Depuis trois ans, les inégalités sont perçues comme l’un des plus importants facteurs de risque pour la stabilité sociale et pour la sécurité de la planète. Un coup d’œil sur le programme des conférences de cette année permettait de constater qu’on s’inquiétait du réchauffement climatique, du mauvais état des océans, du chômage, surtout chez les jeunes, de l’endettement trop élevé des étudiant·e·s aux États-Unis, de l’obsession du profit chez les entrepreneurs, etc.
De pareils constats porteraient à croire que des solutions vigoureuses seraient envisagées pour combattre ces fléaux. Celles qui sont proposées laissent cependant pantois.
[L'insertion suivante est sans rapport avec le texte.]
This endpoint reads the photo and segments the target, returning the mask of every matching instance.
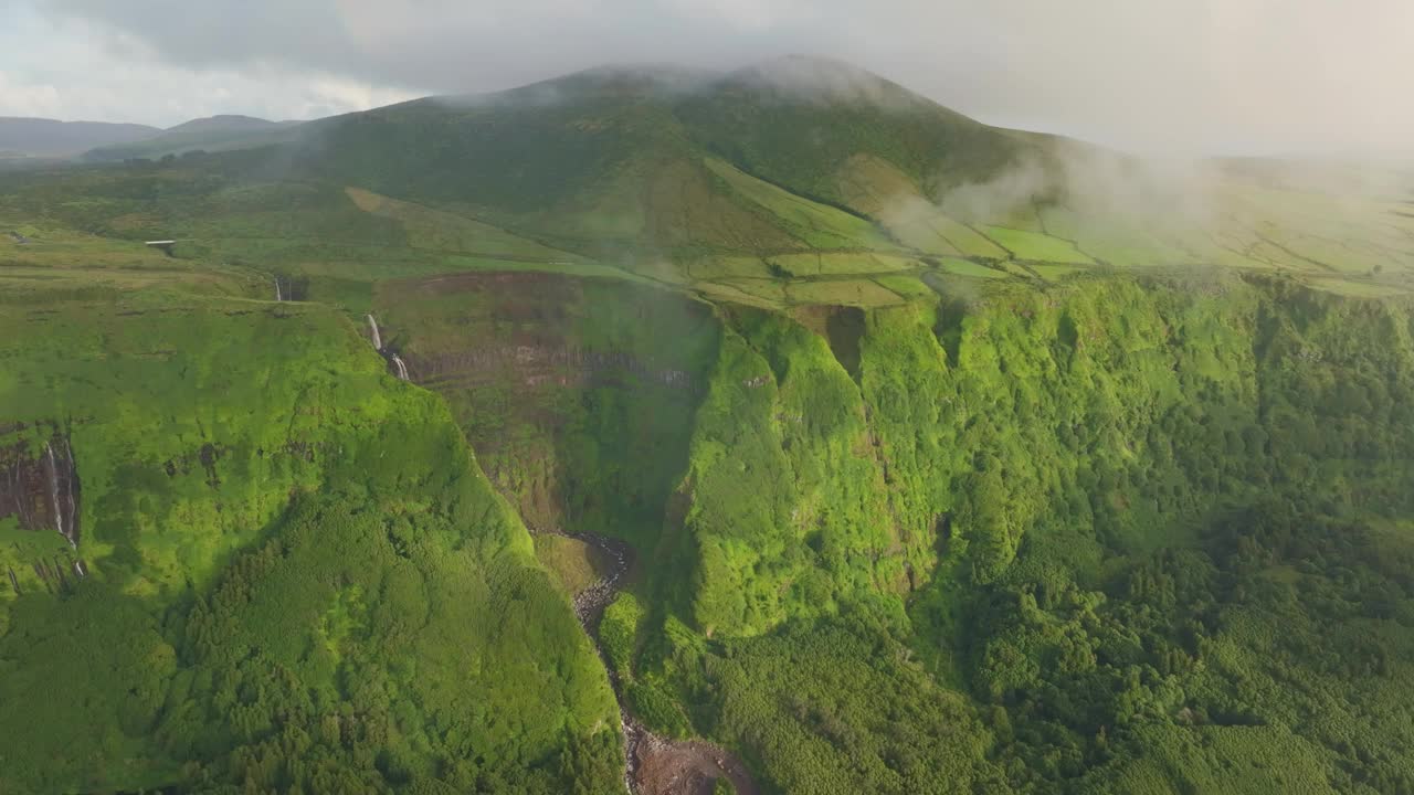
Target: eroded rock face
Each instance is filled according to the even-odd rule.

On compte sur des innovations technologiques, dont certaines encore inexistantes, pour régler une partie de ces problèmes. On propose plus de libre-échange et moins de protectionnisme. Et surtout, on implore une croissance toujours sur le point de se montrer le bout du nez pour reléguer tous les problèmes dans l’ombre.
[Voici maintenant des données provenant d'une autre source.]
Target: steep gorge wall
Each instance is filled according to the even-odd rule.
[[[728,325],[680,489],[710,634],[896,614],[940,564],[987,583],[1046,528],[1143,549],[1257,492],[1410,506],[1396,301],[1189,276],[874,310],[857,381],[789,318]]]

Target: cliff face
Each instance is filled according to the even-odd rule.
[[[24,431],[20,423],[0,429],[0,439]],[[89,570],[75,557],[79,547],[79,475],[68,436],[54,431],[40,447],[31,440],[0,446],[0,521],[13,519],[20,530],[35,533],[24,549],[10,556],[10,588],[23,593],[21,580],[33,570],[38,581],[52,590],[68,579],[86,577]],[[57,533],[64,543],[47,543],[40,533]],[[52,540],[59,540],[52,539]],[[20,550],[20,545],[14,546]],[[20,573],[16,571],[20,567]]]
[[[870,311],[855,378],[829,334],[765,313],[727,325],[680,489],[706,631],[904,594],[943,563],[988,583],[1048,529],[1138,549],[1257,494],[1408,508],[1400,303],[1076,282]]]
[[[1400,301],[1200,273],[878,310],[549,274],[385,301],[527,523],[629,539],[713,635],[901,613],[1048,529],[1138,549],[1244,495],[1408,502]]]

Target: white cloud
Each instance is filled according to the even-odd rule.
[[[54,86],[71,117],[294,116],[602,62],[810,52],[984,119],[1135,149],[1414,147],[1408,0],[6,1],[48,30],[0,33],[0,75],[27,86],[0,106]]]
Cette situation de dissonance cognitive a plusieurs causes. Appliquer des solutions qui résoudraient radicalement les problèmes reviendrait à retirer de nombreux privilèges aux dominants. Rien dans leur expérience et dans leur formation intellectuelle ne leur permet d’envisager des changements hors du cadre strict et contraignant de leurs apprentissages. Les profits immédiats d’une bonne affaire conclue à l’instant vaudront toujours mieux que des mesures prises à long terme pour la bonne santé des peuples et de la planète.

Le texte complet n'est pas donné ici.